Authors: Gustav Meyrink
Tags: #Literature, #20th Century, #European Literature, #v.5, #Amazon.com, #Retail
He left the house and set off for Amsterdam, but after only a
few steps he abandoned his plan of taking the document back
to his old house in the Hooigracht, turned back and went to fetch
a spade. He felt sure, now, that he was to bury it somewhere
nearby.
But where?
In the graveyard, perhaps? He looked in that direction. No,
not there.
His eye was caught by the blossoming apple tree. He went
over to it, dug a hole and placed the container with the documents in it.
Then, as fast as he could, he hurried across the meadows and
over the footbridges through the half-light towards the city. He had suddenly been gripped by a deep anxiety for his friends, as
if there was some danger threatening them of which he had to
warn them. In spite of the early hour, the air was hot and dry, like
the atmosphere before a storm, and so still it was stifling.
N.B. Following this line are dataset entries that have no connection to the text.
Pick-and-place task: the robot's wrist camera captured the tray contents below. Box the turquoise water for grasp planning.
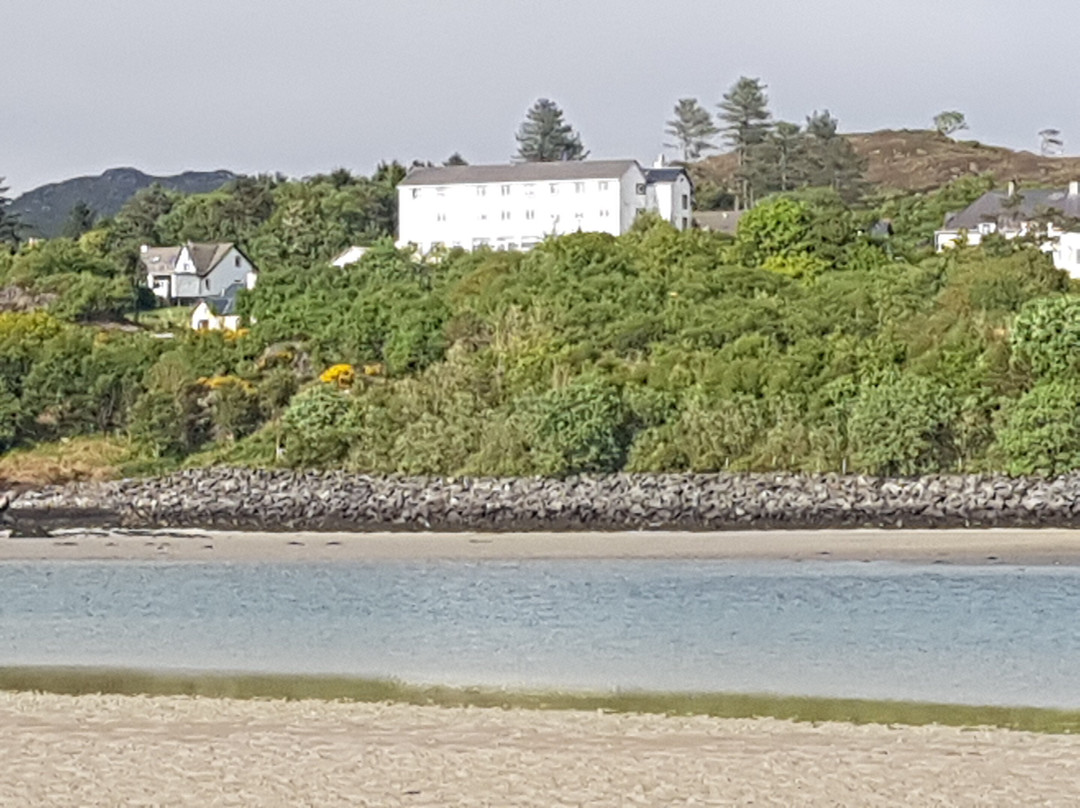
[0,561,1080,708]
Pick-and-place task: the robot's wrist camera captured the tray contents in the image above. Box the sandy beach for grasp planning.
[0,692,1080,808]
[6,528,1080,565]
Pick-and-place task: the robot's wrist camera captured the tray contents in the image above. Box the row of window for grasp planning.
[413,179,622,199]
[435,207,617,221]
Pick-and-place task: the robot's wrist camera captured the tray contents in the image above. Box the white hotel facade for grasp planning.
[397,160,693,253]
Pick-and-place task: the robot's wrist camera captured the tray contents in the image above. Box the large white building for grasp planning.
[934,180,1080,278]
[397,160,693,252]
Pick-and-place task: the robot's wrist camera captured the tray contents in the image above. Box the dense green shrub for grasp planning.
[848,374,957,475]
[998,379,1080,475]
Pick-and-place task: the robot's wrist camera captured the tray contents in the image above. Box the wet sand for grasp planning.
[6,528,1080,565]
[0,692,1080,808]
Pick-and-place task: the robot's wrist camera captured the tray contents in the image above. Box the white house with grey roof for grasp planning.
[139,242,256,305]
[397,160,693,253]
[934,181,1080,278]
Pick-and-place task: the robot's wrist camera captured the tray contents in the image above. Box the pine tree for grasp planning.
[516,98,589,163]
[664,98,719,162]
[718,76,772,208]
[761,121,808,192]
[0,177,23,248]
[806,109,863,202]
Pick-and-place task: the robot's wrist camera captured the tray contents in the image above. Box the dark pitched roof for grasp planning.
[187,241,232,275]
[645,165,690,183]
[138,247,181,272]
[693,211,745,233]
[139,241,235,278]
[944,188,1080,230]
[397,160,640,186]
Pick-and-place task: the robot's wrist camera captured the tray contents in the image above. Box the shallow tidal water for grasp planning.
[0,560,1080,708]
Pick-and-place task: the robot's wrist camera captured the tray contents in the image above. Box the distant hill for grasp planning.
[11,169,237,238]
[692,130,1080,198]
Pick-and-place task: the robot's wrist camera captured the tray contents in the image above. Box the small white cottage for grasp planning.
[139,242,257,306]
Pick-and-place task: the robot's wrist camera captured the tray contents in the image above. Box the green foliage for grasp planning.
[878,175,994,256]
[517,378,630,476]
[934,109,968,136]
[0,177,23,247]
[664,98,719,162]
[516,98,589,163]
[848,374,957,475]
[10,171,1080,475]
[1009,295,1080,379]
[282,381,357,466]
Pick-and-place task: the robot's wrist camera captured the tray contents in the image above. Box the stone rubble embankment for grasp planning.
[3,468,1080,531]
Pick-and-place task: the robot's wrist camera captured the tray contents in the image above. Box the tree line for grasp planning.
[0,165,1080,475]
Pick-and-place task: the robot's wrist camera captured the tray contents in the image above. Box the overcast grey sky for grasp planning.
[0,0,1080,192]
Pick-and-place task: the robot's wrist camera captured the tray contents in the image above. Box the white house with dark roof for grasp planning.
[645,154,693,230]
[139,242,256,305]
[397,160,693,252]
[934,181,1080,278]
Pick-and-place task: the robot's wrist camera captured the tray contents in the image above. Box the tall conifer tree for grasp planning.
[664,98,719,162]
[718,76,772,208]
[0,177,23,247]
[516,98,589,163]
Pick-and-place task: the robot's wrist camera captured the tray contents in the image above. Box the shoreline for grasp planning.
[6,692,1080,808]
[6,665,1080,735]
[6,528,1080,566]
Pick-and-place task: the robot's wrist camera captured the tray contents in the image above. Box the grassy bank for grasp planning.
[0,668,1080,733]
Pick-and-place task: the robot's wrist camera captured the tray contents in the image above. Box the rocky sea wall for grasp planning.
[6,468,1080,534]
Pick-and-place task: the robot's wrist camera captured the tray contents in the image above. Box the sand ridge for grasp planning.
[0,692,1080,808]
[6,528,1080,565]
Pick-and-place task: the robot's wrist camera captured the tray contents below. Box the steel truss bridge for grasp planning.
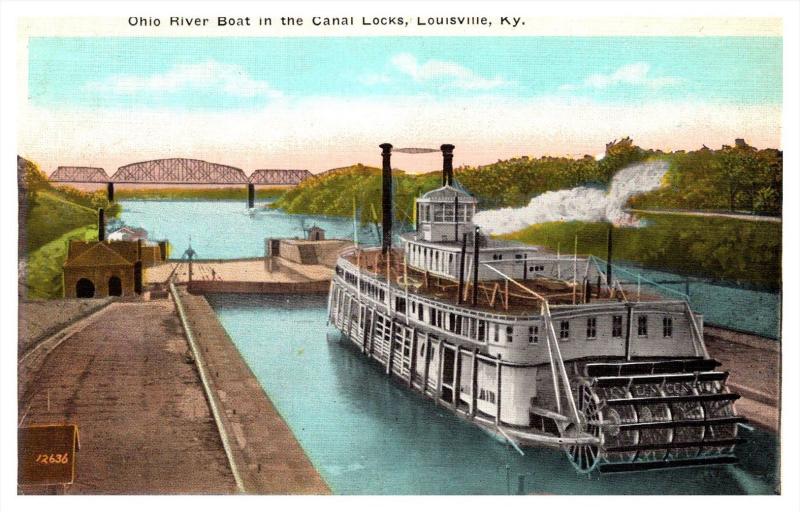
[49,158,312,185]
[49,158,312,208]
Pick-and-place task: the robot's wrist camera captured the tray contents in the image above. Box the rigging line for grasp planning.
[392,148,440,155]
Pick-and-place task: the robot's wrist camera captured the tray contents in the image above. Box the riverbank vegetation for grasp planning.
[498,214,781,292]
[17,158,115,299]
[273,137,783,222]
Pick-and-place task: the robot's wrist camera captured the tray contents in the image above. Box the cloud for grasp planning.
[391,53,510,90]
[18,95,781,177]
[85,60,281,98]
[358,73,392,85]
[560,62,682,91]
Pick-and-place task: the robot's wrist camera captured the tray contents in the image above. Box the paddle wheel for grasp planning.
[566,359,746,473]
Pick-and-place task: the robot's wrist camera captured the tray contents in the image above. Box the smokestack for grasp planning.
[378,142,392,255]
[439,144,455,186]
[458,233,467,304]
[97,208,106,242]
[606,223,614,289]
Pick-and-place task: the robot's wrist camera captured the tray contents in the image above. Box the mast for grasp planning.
[606,223,614,290]
[379,142,392,256]
[439,144,456,187]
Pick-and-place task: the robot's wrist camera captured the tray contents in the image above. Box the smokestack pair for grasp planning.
[378,142,455,255]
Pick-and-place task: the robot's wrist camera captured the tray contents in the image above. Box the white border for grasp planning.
[0,1,800,511]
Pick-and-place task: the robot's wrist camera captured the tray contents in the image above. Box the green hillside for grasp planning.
[499,214,782,291]
[273,138,658,222]
[273,137,783,222]
[17,158,119,299]
[629,141,783,215]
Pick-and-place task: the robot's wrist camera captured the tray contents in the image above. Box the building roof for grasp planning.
[49,165,109,183]
[64,242,133,268]
[249,169,313,185]
[419,185,478,204]
[107,226,147,240]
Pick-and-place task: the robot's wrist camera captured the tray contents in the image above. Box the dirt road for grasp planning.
[20,300,236,494]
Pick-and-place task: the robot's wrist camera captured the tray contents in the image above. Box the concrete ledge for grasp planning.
[170,289,330,494]
[703,324,781,352]
[188,281,331,295]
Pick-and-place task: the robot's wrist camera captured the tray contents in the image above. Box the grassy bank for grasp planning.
[17,157,120,299]
[26,224,97,299]
[499,215,782,291]
[114,185,287,201]
[26,190,97,255]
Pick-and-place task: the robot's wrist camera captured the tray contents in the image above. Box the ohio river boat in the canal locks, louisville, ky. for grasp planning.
[328,144,745,472]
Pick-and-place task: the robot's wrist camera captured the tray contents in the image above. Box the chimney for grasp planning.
[606,223,614,290]
[378,142,392,255]
[439,144,455,186]
[97,208,106,242]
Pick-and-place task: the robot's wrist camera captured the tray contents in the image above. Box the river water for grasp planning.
[122,201,778,494]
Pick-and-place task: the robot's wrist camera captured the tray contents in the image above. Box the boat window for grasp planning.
[664,316,672,338]
[528,325,539,343]
[433,204,444,222]
[559,320,569,340]
[638,315,647,336]
[586,316,597,340]
[611,315,622,338]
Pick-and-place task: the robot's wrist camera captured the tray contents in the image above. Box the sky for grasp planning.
[19,37,783,174]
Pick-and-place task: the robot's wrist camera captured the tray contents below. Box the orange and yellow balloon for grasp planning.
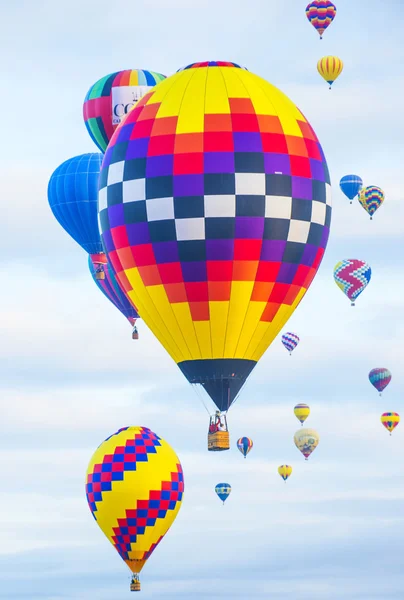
[86,427,184,589]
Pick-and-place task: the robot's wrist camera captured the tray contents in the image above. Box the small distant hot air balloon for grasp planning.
[294,404,310,425]
[306,0,337,40]
[282,332,300,356]
[334,258,372,306]
[380,413,400,435]
[369,367,391,396]
[86,427,184,591]
[278,465,293,481]
[358,185,384,220]
[339,175,363,204]
[294,429,320,460]
[317,56,344,89]
[237,437,253,458]
[215,483,231,504]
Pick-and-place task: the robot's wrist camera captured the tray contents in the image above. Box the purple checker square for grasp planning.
[235,217,265,240]
[206,240,234,260]
[276,263,299,283]
[264,152,292,175]
[173,174,204,197]
[292,177,313,200]
[153,242,180,265]
[260,240,286,262]
[146,154,174,177]
[233,131,262,152]
[203,152,236,173]
[310,158,325,181]
[125,138,150,160]
[126,223,150,246]
[181,261,207,282]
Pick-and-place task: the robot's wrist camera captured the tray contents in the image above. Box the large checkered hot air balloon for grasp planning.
[99,62,331,418]
[86,427,184,591]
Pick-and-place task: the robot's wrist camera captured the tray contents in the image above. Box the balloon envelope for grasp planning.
[99,62,331,410]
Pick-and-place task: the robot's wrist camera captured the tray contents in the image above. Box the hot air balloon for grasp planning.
[334,258,372,306]
[380,413,400,435]
[237,437,253,458]
[88,256,139,339]
[369,368,391,396]
[215,483,231,504]
[83,69,165,152]
[339,175,363,204]
[99,62,331,446]
[48,153,107,279]
[306,0,337,40]
[294,429,320,460]
[294,404,310,425]
[358,185,384,220]
[86,427,184,591]
[317,56,344,89]
[282,332,300,356]
[278,465,293,481]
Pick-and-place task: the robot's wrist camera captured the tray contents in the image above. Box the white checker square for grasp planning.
[175,217,205,242]
[204,194,236,217]
[311,200,327,225]
[146,198,174,221]
[236,173,266,196]
[107,160,125,185]
[122,179,146,202]
[288,219,310,244]
[265,196,292,219]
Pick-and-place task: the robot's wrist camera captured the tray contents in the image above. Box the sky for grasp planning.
[0,0,404,600]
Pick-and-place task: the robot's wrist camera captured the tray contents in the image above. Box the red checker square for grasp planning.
[185,281,209,302]
[151,117,178,137]
[132,244,156,267]
[290,156,311,178]
[261,302,280,323]
[147,134,175,156]
[203,131,234,152]
[189,302,210,321]
[206,260,233,282]
[208,281,231,300]
[204,114,233,131]
[231,113,260,132]
[261,133,288,154]
[158,262,183,286]
[257,115,283,135]
[173,152,203,175]
[251,281,275,302]
[111,225,130,249]
[139,265,162,286]
[174,133,203,154]
[234,240,262,261]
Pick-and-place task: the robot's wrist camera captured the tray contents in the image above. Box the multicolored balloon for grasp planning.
[99,62,331,418]
[86,427,184,592]
[294,429,320,460]
[215,483,231,504]
[237,437,254,458]
[339,175,363,204]
[317,56,344,89]
[358,185,384,220]
[282,332,300,356]
[380,413,400,435]
[294,404,310,425]
[334,258,372,306]
[278,465,293,481]
[83,69,165,152]
[369,367,391,396]
[306,0,337,40]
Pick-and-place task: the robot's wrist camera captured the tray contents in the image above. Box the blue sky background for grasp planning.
[0,0,404,600]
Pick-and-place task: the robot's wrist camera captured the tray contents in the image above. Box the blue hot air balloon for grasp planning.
[339,175,363,204]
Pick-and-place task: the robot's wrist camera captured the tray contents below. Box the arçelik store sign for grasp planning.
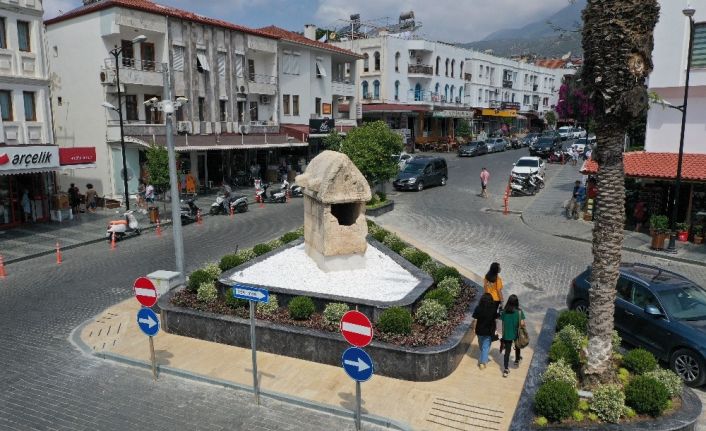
[0,145,59,171]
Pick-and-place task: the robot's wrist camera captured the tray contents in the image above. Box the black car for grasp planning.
[529,136,561,158]
[458,141,488,157]
[392,157,449,191]
[566,263,706,387]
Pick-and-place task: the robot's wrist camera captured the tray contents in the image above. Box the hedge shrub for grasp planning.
[623,348,657,375]
[288,296,316,320]
[376,307,412,334]
[591,384,625,423]
[556,310,588,334]
[625,376,669,417]
[415,299,447,326]
[534,381,579,422]
[186,269,214,293]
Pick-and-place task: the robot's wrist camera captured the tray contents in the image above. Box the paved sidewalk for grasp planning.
[510,165,706,266]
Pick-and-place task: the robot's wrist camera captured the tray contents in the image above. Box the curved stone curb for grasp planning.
[69,313,412,431]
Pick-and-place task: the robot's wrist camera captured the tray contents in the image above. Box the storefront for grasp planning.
[0,145,59,229]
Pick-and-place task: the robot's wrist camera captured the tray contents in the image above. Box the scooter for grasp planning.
[105,210,142,241]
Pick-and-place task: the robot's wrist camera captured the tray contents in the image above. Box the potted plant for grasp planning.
[650,214,669,250]
[676,223,689,242]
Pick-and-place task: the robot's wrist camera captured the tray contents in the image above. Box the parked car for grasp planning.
[458,141,488,157]
[511,157,546,177]
[392,156,449,191]
[566,263,706,387]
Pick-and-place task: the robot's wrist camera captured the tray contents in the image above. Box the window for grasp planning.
[218,100,227,121]
[199,97,206,121]
[0,90,13,121]
[292,94,299,116]
[282,94,290,115]
[692,23,706,69]
[123,94,139,121]
[17,21,32,52]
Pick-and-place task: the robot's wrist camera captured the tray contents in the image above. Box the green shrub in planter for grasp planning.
[542,358,578,388]
[400,247,431,268]
[196,281,218,304]
[376,307,412,334]
[324,302,349,326]
[534,381,579,422]
[288,296,316,320]
[623,348,657,375]
[252,244,272,256]
[591,384,625,423]
[415,299,446,326]
[186,269,214,293]
[549,340,581,369]
[645,368,682,398]
[432,266,461,284]
[556,310,588,334]
[437,277,461,298]
[382,233,407,253]
[424,287,454,310]
[258,294,279,316]
[625,376,669,417]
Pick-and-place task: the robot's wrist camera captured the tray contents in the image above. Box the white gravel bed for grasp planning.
[230,244,419,301]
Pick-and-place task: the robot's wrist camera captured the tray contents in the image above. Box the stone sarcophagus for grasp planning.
[296,151,371,271]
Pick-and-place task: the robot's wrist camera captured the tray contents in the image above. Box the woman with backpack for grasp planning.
[473,293,498,370]
[500,295,525,377]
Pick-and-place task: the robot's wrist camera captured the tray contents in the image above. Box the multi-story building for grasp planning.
[0,0,60,229]
[46,0,324,198]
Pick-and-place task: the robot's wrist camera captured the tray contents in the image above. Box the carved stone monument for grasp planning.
[296,151,371,271]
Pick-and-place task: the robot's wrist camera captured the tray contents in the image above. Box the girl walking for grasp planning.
[500,295,525,377]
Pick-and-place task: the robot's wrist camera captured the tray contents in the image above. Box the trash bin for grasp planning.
[148,207,159,223]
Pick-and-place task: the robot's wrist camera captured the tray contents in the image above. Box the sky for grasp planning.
[44,0,569,42]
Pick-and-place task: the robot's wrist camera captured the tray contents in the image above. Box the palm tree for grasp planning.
[582,0,659,383]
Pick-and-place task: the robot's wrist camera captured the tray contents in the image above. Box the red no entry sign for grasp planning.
[341,310,373,347]
[132,277,157,307]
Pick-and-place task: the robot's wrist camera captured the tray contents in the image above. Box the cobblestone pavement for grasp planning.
[0,199,379,431]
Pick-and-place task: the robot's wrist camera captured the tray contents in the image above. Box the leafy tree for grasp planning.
[581,0,659,384]
[341,121,404,185]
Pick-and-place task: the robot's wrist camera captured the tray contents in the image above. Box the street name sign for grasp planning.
[233,284,270,302]
[340,310,373,347]
[341,347,373,382]
[137,308,159,337]
[132,277,157,307]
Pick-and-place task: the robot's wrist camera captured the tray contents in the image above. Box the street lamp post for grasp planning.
[103,35,147,210]
[667,6,696,253]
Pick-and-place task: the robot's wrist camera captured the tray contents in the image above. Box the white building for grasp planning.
[0,0,59,229]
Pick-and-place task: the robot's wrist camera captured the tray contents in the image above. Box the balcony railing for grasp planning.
[407,64,434,76]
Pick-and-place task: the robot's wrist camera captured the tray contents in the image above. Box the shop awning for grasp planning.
[581,151,706,181]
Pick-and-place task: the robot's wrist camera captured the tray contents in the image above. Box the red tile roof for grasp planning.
[258,25,363,58]
[581,151,706,181]
[44,0,277,39]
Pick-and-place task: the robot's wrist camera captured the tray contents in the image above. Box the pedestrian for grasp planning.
[480,168,490,198]
[483,262,503,310]
[86,183,98,213]
[473,293,499,370]
[500,295,525,377]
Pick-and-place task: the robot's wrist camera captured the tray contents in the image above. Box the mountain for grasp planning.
[460,0,586,57]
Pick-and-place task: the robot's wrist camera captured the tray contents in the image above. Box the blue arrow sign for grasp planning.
[233,284,270,302]
[137,307,159,337]
[341,347,373,382]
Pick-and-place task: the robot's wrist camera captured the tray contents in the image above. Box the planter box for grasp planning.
[365,200,395,217]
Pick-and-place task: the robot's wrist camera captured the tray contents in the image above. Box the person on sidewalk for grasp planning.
[500,295,525,377]
[480,168,490,198]
[483,262,503,310]
[473,293,499,370]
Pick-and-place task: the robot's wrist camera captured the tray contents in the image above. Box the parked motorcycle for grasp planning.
[105,210,142,241]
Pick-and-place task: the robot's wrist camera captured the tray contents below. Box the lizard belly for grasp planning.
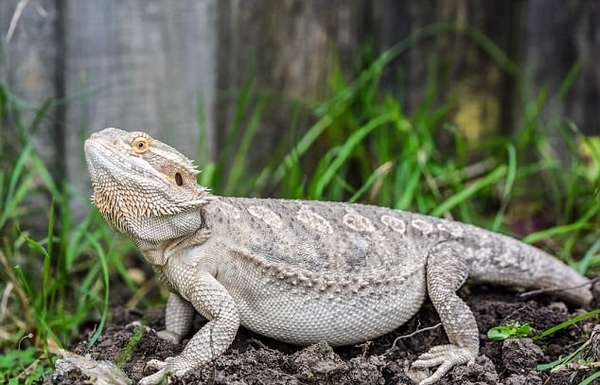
[219,258,426,345]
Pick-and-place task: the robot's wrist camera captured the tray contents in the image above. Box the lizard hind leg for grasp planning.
[411,242,479,385]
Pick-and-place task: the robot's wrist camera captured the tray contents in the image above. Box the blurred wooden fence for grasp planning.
[0,0,600,216]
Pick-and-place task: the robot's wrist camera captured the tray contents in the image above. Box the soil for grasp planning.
[52,286,597,385]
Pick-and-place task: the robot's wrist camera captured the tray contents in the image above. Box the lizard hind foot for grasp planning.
[410,344,477,385]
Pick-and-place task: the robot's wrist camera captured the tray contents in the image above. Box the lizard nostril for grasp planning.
[175,172,183,186]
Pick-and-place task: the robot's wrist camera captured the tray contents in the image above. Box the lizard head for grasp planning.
[85,128,210,238]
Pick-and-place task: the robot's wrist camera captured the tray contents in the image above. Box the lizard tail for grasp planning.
[467,236,593,306]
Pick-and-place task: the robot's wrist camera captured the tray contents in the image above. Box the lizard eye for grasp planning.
[131,136,150,154]
[175,172,183,186]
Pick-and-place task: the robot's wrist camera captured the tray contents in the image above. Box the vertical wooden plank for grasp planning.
[374,0,524,137]
[216,0,369,174]
[0,0,60,165]
[525,0,600,135]
[65,0,216,216]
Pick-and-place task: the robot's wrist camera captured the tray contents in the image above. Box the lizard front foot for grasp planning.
[139,356,196,385]
[411,344,477,385]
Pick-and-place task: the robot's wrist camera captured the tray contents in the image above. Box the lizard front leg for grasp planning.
[412,242,479,385]
[140,271,240,385]
[157,293,196,343]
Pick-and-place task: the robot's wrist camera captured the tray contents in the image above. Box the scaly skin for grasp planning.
[85,128,592,385]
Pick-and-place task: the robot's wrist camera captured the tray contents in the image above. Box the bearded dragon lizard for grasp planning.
[85,128,592,385]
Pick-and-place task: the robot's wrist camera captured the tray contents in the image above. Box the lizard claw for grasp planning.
[411,345,477,385]
[139,360,170,385]
[156,330,181,344]
[139,356,196,385]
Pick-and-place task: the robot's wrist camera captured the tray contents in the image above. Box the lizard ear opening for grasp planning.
[175,172,183,186]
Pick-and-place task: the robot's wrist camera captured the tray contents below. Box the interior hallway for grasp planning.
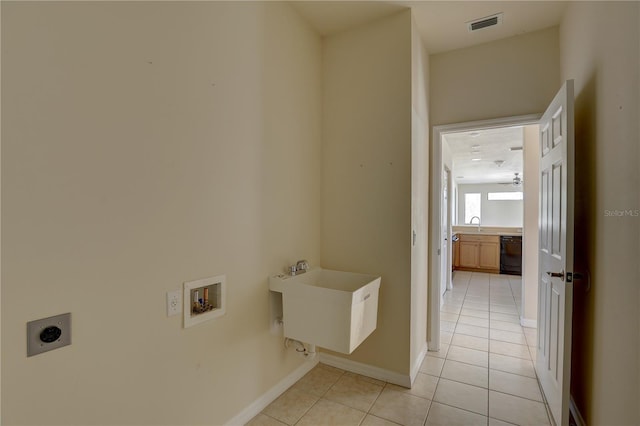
[249,271,550,426]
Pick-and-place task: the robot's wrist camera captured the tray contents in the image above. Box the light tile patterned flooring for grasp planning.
[248,271,550,426]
There
was something uncanny aboutthe whole landscape, itlay before
him like a huge corpse; the sun, a disc of dull yellow metal, hung
in the sky behind a veil of thick haze; far away in the west, over
the Zuiderzee, a bank of clouds blazed red, as if it were evening
instead of morning.
Fearful, lest he should arrive too late, he took short cuts
wherever possible, through the fields and along the empty
roads, but the city did not seem to come any nearer.
As daylight grew the sky gradually began to change: against
the pallid background, great whorls of whitish cloud twisted and
turned, like gigantic worms whipped to and fro by invisible
eddies, but always remaining above the same spot: a battle of
aerial monsters sent down from space. High up in the air cones
of cloud spun round like immense inverted goblets; the faces of
wild beasts with grinning jaws fell upon each other and wound
themselves into a seething tangle; below, on the ground, was the
same lowering, deathly stillness as before.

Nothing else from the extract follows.